Quand ses gardes du corps ont trouvé un petit paquet marron avec des fils qui dépassaient, collé au châssis de sa Rolls-Royce à Londres, Sergueï Pougatchev a décidé qu’il était temps de disparaître. Tout comme il avait quitté la Russie auparavant, il a délaissé l’année dernière la Grande Bretagne dans l’espoir de trouver un asile plus paisible sur la Riviera française.
« Londres est une ville dangereuse », – déclare l’oligarque russe de 53 ans, ancien ami de Vladimir Poutine, rappelant qu’au minimum trois Russes fâchés avec le Kremlin avaient trouvé la mort dans des circonstances obscures au cœur de la capitale anglaise ou dans ses faubourgs au cours des dix dernières années.
« J’ai senti que l’étau se resserrait », – ajoute Pougatchev. « Ici, je me sens plus en tranquillité, et qui plus est le temps est bien meilleur » – dit-il debout sur le tapis en peau de tigre posé sur la terrasse de sa villa niçoise qui donne sur la Méditerranée.

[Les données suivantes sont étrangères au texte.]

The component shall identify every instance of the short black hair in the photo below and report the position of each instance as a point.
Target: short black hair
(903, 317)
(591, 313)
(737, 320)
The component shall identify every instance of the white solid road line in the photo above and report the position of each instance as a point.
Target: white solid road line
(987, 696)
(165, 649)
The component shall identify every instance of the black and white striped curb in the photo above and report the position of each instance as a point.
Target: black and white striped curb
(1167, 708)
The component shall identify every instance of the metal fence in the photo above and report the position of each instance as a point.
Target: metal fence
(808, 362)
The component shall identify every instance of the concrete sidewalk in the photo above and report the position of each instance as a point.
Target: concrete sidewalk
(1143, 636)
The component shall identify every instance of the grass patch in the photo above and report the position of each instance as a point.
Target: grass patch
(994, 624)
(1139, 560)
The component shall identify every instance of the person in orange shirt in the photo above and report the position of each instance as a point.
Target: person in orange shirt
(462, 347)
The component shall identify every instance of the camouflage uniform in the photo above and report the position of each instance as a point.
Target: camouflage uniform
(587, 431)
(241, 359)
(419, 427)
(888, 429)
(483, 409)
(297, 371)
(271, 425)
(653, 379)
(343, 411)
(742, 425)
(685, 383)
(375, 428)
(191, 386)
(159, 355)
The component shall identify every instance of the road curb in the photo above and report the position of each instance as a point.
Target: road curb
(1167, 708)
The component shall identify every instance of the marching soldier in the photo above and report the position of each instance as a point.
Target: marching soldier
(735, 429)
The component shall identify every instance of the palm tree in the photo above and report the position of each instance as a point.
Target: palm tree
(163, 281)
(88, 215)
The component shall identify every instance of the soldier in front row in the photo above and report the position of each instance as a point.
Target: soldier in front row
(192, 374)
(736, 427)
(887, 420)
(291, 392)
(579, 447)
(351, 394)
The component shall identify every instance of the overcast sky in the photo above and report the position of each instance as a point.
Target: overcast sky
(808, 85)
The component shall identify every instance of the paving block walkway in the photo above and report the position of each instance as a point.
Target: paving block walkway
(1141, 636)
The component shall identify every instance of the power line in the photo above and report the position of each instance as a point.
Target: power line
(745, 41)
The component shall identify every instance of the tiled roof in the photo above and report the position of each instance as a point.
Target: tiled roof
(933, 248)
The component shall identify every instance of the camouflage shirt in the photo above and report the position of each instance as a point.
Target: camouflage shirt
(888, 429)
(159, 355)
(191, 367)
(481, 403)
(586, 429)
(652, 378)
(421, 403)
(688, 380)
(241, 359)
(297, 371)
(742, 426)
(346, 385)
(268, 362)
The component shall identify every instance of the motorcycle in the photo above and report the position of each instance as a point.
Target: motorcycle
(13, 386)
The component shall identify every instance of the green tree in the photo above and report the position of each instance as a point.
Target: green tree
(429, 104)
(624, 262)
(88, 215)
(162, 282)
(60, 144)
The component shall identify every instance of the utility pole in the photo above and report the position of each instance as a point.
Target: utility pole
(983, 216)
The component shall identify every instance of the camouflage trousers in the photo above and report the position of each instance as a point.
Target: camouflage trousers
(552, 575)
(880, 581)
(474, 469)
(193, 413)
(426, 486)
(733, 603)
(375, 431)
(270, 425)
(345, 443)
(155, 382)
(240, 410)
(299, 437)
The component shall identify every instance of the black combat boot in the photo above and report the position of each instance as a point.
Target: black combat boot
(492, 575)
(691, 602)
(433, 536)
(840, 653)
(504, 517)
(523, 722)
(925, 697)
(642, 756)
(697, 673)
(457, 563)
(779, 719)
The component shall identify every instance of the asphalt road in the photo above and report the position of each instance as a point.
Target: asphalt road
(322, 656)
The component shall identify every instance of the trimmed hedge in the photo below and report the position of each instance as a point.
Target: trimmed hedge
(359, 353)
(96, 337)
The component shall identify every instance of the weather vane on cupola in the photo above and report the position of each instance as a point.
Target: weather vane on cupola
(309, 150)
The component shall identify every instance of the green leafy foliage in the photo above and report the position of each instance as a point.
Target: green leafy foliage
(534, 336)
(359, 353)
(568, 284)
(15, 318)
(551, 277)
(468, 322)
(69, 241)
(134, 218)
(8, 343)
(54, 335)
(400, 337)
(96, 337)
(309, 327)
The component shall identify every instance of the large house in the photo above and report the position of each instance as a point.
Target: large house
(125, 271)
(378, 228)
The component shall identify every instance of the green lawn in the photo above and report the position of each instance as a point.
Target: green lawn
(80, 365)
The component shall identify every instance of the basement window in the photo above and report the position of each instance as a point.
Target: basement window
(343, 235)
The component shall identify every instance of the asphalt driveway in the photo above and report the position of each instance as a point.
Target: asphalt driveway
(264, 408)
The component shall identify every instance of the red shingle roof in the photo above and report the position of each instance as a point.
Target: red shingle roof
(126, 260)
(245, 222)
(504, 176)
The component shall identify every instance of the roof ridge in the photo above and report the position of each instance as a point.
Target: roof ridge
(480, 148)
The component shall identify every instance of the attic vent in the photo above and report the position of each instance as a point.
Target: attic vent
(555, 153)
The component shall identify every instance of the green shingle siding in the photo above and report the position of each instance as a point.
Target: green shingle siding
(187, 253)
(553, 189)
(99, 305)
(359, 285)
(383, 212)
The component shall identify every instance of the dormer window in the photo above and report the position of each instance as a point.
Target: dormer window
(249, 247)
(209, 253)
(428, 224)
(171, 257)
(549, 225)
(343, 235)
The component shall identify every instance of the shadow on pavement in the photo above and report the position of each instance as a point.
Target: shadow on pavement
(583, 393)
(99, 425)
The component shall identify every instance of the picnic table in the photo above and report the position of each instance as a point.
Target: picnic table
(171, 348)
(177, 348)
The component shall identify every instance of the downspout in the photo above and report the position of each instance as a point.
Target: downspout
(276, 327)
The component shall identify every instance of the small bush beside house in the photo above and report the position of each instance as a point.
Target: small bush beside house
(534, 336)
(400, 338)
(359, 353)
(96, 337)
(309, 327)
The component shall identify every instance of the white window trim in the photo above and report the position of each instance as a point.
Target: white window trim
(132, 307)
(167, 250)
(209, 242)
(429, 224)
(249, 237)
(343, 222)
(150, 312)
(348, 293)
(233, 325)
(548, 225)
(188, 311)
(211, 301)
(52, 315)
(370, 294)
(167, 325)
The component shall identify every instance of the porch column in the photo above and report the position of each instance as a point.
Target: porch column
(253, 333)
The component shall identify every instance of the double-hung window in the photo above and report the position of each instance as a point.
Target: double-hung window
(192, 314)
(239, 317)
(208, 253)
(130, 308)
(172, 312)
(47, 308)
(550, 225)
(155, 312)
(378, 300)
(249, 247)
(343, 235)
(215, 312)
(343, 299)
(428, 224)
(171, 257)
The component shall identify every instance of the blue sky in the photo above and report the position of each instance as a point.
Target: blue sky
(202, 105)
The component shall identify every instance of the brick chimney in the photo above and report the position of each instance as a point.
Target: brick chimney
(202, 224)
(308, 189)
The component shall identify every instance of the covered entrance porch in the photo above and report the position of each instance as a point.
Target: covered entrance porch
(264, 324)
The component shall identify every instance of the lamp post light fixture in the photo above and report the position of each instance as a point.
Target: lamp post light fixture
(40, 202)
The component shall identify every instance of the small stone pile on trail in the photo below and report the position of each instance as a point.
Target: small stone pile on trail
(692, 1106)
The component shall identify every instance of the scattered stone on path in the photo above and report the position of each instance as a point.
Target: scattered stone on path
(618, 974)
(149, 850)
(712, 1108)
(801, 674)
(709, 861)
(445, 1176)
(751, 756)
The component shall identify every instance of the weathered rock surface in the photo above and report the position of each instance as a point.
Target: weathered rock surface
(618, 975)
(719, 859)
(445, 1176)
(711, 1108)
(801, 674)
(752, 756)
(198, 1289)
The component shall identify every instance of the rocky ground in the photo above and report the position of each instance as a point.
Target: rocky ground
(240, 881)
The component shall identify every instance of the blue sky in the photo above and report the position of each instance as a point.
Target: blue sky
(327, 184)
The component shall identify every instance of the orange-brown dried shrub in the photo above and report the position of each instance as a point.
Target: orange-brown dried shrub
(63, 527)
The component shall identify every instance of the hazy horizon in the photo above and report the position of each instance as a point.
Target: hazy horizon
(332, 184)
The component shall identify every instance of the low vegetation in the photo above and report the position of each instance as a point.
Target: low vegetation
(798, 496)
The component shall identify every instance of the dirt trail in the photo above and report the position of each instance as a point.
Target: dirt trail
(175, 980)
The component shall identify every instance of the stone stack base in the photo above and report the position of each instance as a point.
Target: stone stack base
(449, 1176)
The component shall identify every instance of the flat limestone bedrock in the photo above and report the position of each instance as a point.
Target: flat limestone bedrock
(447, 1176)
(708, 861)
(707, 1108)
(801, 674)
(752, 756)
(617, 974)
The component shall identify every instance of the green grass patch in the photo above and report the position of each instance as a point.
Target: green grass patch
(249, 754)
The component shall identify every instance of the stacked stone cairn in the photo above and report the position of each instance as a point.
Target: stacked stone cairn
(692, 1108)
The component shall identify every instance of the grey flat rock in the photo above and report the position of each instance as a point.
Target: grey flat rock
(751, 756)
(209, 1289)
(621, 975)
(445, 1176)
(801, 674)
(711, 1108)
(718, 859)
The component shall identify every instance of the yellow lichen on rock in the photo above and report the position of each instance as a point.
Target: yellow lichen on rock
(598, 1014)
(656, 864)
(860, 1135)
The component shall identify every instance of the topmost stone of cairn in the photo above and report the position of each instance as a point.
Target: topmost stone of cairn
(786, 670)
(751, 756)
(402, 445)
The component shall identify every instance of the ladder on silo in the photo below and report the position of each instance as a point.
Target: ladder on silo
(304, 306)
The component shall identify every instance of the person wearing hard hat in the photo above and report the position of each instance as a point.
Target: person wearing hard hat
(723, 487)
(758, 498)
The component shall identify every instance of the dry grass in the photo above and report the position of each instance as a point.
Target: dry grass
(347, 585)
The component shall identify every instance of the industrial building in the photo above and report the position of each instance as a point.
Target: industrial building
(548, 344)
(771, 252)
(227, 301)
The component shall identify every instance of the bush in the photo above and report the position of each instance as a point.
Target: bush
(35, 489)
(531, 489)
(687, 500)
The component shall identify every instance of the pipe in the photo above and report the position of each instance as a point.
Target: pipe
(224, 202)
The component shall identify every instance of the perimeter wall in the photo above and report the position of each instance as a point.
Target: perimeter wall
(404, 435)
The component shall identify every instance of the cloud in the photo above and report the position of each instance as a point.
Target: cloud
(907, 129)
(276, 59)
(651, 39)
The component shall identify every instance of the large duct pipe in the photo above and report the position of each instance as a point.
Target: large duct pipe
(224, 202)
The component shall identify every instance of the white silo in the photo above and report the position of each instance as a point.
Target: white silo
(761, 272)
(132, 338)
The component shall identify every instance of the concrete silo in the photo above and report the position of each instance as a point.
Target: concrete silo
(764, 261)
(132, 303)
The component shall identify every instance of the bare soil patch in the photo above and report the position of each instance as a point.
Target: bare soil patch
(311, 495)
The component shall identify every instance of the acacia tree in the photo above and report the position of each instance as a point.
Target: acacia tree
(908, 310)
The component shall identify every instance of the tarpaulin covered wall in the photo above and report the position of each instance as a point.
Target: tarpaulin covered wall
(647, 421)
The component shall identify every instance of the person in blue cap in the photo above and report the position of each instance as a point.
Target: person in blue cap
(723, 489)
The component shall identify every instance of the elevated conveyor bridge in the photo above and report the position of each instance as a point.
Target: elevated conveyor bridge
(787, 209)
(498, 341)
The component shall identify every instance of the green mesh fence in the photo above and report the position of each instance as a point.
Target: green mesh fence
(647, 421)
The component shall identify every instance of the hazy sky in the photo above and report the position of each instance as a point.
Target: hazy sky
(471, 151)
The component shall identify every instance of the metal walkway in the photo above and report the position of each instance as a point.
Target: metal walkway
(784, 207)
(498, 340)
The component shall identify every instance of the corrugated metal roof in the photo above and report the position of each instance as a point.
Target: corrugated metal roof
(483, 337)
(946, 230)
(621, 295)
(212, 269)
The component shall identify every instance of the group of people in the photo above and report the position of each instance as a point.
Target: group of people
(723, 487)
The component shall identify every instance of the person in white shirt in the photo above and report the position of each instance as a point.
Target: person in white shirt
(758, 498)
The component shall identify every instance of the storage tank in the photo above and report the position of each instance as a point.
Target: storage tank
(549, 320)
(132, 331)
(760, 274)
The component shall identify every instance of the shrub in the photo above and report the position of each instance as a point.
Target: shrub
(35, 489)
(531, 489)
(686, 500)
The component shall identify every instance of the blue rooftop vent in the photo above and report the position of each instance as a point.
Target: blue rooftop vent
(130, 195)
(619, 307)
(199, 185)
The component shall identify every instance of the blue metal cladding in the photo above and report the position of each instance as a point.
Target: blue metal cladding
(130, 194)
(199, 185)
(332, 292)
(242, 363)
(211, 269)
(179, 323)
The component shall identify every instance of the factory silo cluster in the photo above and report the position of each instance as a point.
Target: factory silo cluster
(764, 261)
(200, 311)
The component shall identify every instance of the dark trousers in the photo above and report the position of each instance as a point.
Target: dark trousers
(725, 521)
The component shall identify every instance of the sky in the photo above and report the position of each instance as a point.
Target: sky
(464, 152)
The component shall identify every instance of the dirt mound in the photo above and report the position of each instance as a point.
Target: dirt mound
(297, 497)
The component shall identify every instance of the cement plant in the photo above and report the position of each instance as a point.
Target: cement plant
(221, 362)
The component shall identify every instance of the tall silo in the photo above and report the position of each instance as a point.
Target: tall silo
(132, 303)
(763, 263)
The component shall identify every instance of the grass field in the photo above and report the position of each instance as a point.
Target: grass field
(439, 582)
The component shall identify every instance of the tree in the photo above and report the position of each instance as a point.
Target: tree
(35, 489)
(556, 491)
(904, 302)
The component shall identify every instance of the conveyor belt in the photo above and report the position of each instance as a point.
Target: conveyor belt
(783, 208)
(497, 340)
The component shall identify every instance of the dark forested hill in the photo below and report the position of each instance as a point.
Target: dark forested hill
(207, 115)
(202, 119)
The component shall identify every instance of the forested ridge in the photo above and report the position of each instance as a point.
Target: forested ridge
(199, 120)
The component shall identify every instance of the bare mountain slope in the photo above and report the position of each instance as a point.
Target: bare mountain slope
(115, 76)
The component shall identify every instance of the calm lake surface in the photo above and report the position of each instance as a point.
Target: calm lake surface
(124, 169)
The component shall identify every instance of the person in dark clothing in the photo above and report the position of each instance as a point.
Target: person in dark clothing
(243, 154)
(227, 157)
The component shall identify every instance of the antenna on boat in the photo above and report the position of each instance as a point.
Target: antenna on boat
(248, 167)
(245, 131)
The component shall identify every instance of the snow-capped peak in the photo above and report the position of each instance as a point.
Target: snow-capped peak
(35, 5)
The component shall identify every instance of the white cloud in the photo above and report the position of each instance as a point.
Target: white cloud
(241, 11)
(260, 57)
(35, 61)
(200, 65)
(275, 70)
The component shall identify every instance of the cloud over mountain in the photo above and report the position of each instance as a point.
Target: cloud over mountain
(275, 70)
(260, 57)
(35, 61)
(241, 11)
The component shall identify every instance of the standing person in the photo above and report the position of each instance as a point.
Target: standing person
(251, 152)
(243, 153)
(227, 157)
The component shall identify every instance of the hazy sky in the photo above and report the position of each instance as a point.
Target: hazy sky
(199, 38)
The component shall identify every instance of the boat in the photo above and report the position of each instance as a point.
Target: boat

Toutefois, son départ n’a pas été du goût de la Haute Cour de Justice de Londres qui, à la demande de l’Agence nationale russe pour l’assurance des investissements, avait ordonné de saisir le passeport de Pougatchev, citoyen français depuis 2009, et d’ouvrir une information judiciaire sur tous ses actifs avec interdiction de quitter la Grande Bretagne jusqu’à ce que la décision sur l’affaire des fonds qu’il aurait prétendument volés à la Russie soit rendue.
La juge de la Haute Cour de Justice Vivien Rose n’a pas pris en considération les plaintes de M. Pougatchev relatives aux atteintes portées à sa vie et l’a condamné par défaut en février dernier à deux années de prison assorties d’une obligation de s’acquitter de 375 000 livres sterling de frais judiciaires, soit près de 548 000 dollars.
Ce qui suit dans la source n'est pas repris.